Machine Learning with Spark on Google Cloud Dataproc
In this lab you will learn how to implement logistic regression using a machine learning library for Apache Spark running on a Google Cloud Dataproc cluster to develop a model for data from a multivariable dataset.
Google Cloud Dataproc is a fast, easy-to-use, fully-managed cloud service for running Apache Spark and Apache Hadoop clusters in a simple, cost-efficient way. Cloud Dataproc easily integrates with other Google Cloud Platform (GCP) services, giving you a powerful and complete platform for data processing, analytics and machine learning
Apache Spark is an analytics engine for large scale data processing.
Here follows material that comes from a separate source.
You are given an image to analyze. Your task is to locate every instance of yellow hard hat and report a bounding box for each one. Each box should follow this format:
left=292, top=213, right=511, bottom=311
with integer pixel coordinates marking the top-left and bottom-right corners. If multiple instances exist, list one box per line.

Logistic regression is available as a module in Apache Spark's machine learning library, MLlib. Spark MLlib, also called Spark ML, includes implementations for most standard machine learning algorithms such as k-means clustering, random forests, alternating least squares, k-means clustering, decision trees, support vector machines, etc. Spark can run on a Hadoop cluster, like Google Cloud Dataproc, in order to process very large datasets in parallel.
The base data set that is used provides historical information about internal flights in the United States retrieved from the US Bureau of Transport Statistics website. This data set can be used to demonstrate a wide range of data science concepts and techniques and is used in all of the other labs in the Data Science on the Google Cloud Platform and Data Science on Google Cloud Platform: Machine Learning quests. In this lab the data is provided for you as a set of CSV formatted text files.
In this lab, you will learn how to:
Prepare the Spark interactive shell on a Google Cloud Dataproc cluster.
Create a training dataset for machine learning using Spark.
Develop a logistic regression machine learning model using Spark.
Evaluate the predictive behavior of a machine learning model using Spark on Google Cloud Datalab.
Join Qwiklabs to read the rest of this lab...and more!
- Get temporary access to the Google Cloud Console.
- Over 200 labs from beginner to advanced levels.
- Bite-sized so you can learn at your own pace.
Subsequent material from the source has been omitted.